T

he following passage appears at the outset of Yossi Klein Halevi’s new book: “The muezzin’s call to prayer filled the building. The voice was so strong, it seemed to be coming from the walls. I noticed some Jews turning visibly anxious. But one young man in a black hat and side locks, a visitor from New York, said to me, ‘You know, when you think about what they’re saying—“Allahu akbar,” God is great—it’s a good thing, no?’ Yes: so obvious, and yet in Hebron, Muslims and Jews can never take each other’s goodwill for granted. I wanted to hug him.” 

I fear these words made me want to roll my eyes, as did the book’s title: Letters to My Palestinian Neighbor. After so many years of Jewish frustration, so much process but so little peace, what else is there to say to the Palestinians? And when will Yossi Klein Halevi stop trying to hug everybody?
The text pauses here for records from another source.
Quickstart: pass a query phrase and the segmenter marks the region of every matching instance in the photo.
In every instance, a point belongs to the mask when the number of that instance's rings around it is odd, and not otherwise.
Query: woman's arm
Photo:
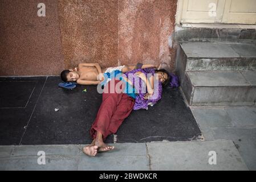
[[[144,73],[143,73],[143,72],[137,72],[135,73],[135,75],[138,76],[139,77],[141,78],[142,81],[143,81],[145,84],[146,84],[146,86],[147,86],[147,89],[148,90],[148,95],[149,96],[153,96],[153,94],[154,94],[154,87],[153,87],[153,78],[152,76],[151,77],[151,78],[149,78],[150,80],[149,80],[149,79],[148,79],[146,77],[146,76],[145,75]],[[152,80],[153,80],[153,85],[152,84]]]
[[[100,65],[99,63],[80,63],[79,65],[78,65],[78,67],[95,67],[98,72],[99,74],[100,73],[102,73],[102,70],[101,70],[101,68],[100,67]]]
[[[76,82],[80,85],[97,85],[99,84],[101,81],[93,81],[93,80],[78,80]]]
This was unfair. As his powerful and eloquent book proves, Halevi suffers no illusions about the Palestinian national movement. He knows that the Palestinians have rejected every peace offer and partition plan, denied Jewish peoplehood and history, and, to the extent that they countenance it at all, see the two-state solution as a prelude to a maximalist victory—one Palestine from the river to the sea. “In supporting the Oslo process,” he reflects, “I had violated one of the commanding voices of Jewish history, the warning against naïveté.” Halevi includes all of this and more in the ten letters that form his book.

It is precisely because he has no more time for leaders such as Mahmoud Abbas that Halevi turns to a hypothetical Palestinian neighbor. The risk, both rhetorically and in actuality, is that because he has given up on official Palestinians, he is merely creating a fictional Palestinian with whom he can negotiate from his study in French Hill. But he’s up to something more interesting.
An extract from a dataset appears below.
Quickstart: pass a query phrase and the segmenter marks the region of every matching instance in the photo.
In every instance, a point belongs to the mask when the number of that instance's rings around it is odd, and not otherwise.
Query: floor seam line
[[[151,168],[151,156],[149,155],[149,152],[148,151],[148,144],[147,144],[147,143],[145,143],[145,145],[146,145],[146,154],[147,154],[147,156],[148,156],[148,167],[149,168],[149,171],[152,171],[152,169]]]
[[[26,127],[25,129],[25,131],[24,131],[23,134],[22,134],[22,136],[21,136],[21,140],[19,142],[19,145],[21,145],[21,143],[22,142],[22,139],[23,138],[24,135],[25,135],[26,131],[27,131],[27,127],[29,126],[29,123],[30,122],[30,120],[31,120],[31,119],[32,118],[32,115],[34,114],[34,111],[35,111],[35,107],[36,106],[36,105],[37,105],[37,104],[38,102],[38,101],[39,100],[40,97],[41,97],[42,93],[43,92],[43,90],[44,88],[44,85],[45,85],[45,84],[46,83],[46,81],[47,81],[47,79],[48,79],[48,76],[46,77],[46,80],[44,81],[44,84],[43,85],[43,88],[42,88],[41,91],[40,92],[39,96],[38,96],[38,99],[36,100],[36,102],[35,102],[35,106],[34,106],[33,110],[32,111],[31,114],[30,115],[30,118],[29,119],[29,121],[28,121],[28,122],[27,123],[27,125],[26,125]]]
Capturing the enduring Jewish love of the land of Israel and the magic as well as the dilemmas of Zionism, the letters are highly compelling. There is no one better suited to tell the story of Israel and the Jewish people than Halevi—and not just to Palestinians. An inspired reading of the Israeli soul, Letters to My Palestinian Neighbor should be recommended to non-Jews and Jews alike.

Halevi offers Jews a model of productive engagement, teaching by example how to speak about Israel not just with sensitivity but also with honesty and integrity. And yet Halevi would be the first to admit that if only Jews buy his book, it will have been a failure. In order to reach everyday Palestinians, Halevi has released the Arabic translation of his book for free online. But of course he cannot compel his Palestinian neighbor to read it. Crucially, Palestinians still must choose to read Halevi’s letters and be exposed to the Israeli perspective. It is not altogether clear why Halevi thinks Palestinians will make that choice now, or even why listening to one another’s stories will help break the deadlock and achieve some real understanding. At times, the best reason he can offer is “the possibility of miracle—especially in this land,” noting that “as a religious person,” he is “forbidden to make peace with despair.” Elsewhere, he speculates that, because Israel has changed often since the 1980s, “if the past is any indication, we are due for another drastic shift in the Israeli story.”
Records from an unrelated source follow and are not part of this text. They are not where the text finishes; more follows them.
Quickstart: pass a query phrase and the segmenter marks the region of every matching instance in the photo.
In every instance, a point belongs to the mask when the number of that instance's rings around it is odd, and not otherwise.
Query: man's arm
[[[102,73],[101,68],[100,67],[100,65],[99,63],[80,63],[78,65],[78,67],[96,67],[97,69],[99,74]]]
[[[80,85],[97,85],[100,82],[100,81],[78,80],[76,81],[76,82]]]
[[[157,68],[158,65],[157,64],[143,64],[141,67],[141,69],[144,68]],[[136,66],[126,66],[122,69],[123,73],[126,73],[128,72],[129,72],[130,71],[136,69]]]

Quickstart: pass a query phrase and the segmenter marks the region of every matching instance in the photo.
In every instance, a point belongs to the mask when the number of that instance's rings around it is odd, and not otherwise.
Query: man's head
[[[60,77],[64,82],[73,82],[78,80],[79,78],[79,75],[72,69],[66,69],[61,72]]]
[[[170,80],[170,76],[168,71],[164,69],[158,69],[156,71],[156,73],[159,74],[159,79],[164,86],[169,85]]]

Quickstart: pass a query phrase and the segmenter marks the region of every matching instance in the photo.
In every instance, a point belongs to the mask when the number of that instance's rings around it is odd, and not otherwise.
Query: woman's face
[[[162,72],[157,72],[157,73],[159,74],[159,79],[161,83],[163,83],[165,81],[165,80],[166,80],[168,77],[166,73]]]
Many readers will want reasons more solid than the winds of history or the possibility of miracles. For them, Halevi suggests that intimacy between Palestinians and Israelis could create a “basis for political flexibility, for letting go of absolutist claims,” and for fighting through the pain of trauma. “We must know each other’s dreams and fears” so both parties can work around some of their own. 

Here, Halevi is at his best. He recognizes that until the Palestinians understand the Jewish attachment to the entire biblical land of Israel, any partition will remain unthinkable. Exchanging stories matters because Palestinians must realize that “partition is an act of injustice” not just to their side, but to the Israelis, too. After all, political moderation makes sense only in the face of worthy yet compelling claims to justice.

Storytelling is not the only path to intimacy. In a previous book, At the Entrance to the Garden of Eden, Halevi wrote of Jewish–Muslim brotherhood through the mystical search for God. Indeed, he has predicted in these pages that “the next step in the evolution of the interfaith encounter will be shifting from dialogue to shared spiritual experience. Interfaith will become a great spiritual adventure, providing access to one another’s inner worlds.”

While Halevi may verge on the sentimental in matters of religion, when it comes to politics, he hopes for only enough intimacy to convince the Palestinians that they must respect a border. “No two people who have fought a hundred-year existential war,” he writes, “can share the intimate workings of government.” Furthermore, he recognizes that even a Palestinian cold peace would probably require a miracle, and to my relief, he makes clear that he will not give away the house until that miracle occurs.

If, one day, a Palestinian of Halevi’s stature publishes Letters to My Jewish Neighbor, and his book is imbued with the same understanding, charity, and dignity, we will know that the miracle is under way. Hugging will be superfluous.